Robert había conseguido un trabajo, en un McDonald's, se había echado una novia de compromiso, algo fea y tal vez tonta, tenía abandonados los estudios y fingía no esperar nada más de un futuro duro y aborrecido. No carecía de atractivo, pero tampoco era un Harrison Ford. Era un chico vulgar, que sin embargo podría haber fundado Microsoft si le hubieran dado la oportunidad. Llevaba escrita la rebeldía en su melena negra como ala de cuervo y en sus gafas de pasta. Como señal de alarma, los labios carnosos dibujaban una mueca displicente.
 
Algunos testigos afirman que se estropeó la melena antes del tiroteo, quizá porque era de lo único que estaba orgulloso. Tal vez le dio un par de tijeretazos, pero no se la rapó, porque en los fotogramas de las cámaras de seguridad del centro comercial se le ve con el suficiente pelo como para llenar un casco.
 
Había roto con la novia, por fea o por tonta, le habían despedido del MacDonald's porque se mostraba incapaz de integrarse; y ni hablar, por tanto, de fundar Microsoft con el Windows Vista.
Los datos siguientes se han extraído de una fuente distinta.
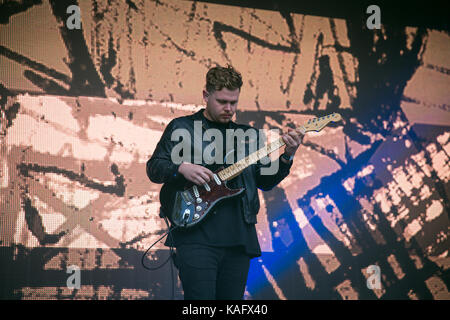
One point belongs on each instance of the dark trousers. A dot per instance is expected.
(212, 273)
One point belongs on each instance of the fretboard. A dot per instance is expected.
(235, 169)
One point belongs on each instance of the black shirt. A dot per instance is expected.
(225, 225)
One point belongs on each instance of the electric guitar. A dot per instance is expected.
(191, 205)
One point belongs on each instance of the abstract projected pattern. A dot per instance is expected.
(363, 214)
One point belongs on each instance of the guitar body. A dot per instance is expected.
(192, 205)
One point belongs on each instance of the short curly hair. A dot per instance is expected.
(219, 77)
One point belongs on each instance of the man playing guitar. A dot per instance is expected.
(213, 256)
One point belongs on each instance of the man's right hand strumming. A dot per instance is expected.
(195, 173)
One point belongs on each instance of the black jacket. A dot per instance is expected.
(161, 169)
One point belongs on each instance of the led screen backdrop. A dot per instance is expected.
(82, 111)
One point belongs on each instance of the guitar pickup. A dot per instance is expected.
(187, 198)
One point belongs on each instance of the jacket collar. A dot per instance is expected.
(199, 116)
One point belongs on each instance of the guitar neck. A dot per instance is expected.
(315, 124)
(236, 169)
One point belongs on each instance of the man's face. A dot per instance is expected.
(221, 105)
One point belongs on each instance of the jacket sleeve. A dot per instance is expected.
(160, 168)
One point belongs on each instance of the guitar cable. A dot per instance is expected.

En el país de los millonarios del Google, agarró el AK-47, un arma del subdesarrollo, de Che Guevara irredento, tan incombustible como el escarabajo de Ted Bundy, y se empleó a fondo contra "la pesadilla refrigerada" de Henry Miller. Disparos que revientan escaparates como bolas de cristal y cráneos como sandías. Heridas que supuran en los pechos de silicona, agujeros en las arrugas cubiertas de bótox. Sangre en el supermercado. Un cráter en el vientre de la hamburguesería.
 
Robert veía caer a la gente, arremetía contra un estilo de vida que le había dejado en la cuneta. Lo que carece de importancia es la machacona insistencia de los analistas del mundo feliz: el arma, de la que se han fabricado millones en todo el mundo. Un fusil de guerra. Lo definitivo es que le habían convertido en el dedo del gatillo. Antes de abrir fuego, él mismo había recibido un disparo por robar un puñado de dólares en un tugurio de comida barata.
 
La madrastra caritativa, junto a sus hijos, de la misma edad que el tutelado, afirma que parecía "un perrito callejero al que nadie quería". Su generosa protección parecía estarle cambiando. De puertas para fuera era casi un crío gentil, aseado y cortés, siempre con un punto de amargura; pero en casa seguía dándose la diferencia entre los hijos auténticos y los prestados, entre la obra de caridad y el cariño debido.
 
Robert Hawkins se cansó de su novia de pega, de su trabajo temporal, de sus estudios. Sus últimos pasos, con el rifle ruso, "que parecía una antigualla", según sus amigos, quedaron grabados por la cámaras de vigilancia y han sido retransmitidos en todo el mundo.
 
En USA hay más de 190 millones de armas de fuego en manos de los ciudadanos, y unos 65 millones de pistolas en los hogares. Lo que nadie ha cuantificado es cuántos Robert Hawkins, abandonados a su suerte, deambulan por los centros comerciales, ajenos a la mercancía que no pueden comprar, que nunca será suya. Eternamente reclamados sin fortuna por el éxito, el triunfo y el reconocimiento que nadie les dedicará. Solos y comidos por la enfermedad, como perros callejeros. Abandonados y avergonzados por no disponer de una familia o tener, todo lo más, una postiza, fría y salobre, como el marisco congelado.
 
Esos chicos ya están paseando por las calles de Europa, por las ciudades de la España que duda, opulenta ante la recesión, todavía estulta y confiada, mientras los políticos miran al granero de votos. Para estos chicos no hay ley que valga, excepto las leyes humanas que versan sobre la salud y la familia. Lejos de eso, se convierten en jóvenes problemáticos, que lamentan ser una carga, amantes de las armas y el dolor. De crear dolor.
 
 
FRANCISCO PÉREZ ABELLÁN, presentador del programa de LIBERTAD DIGITAL TV CASO ABIERTO.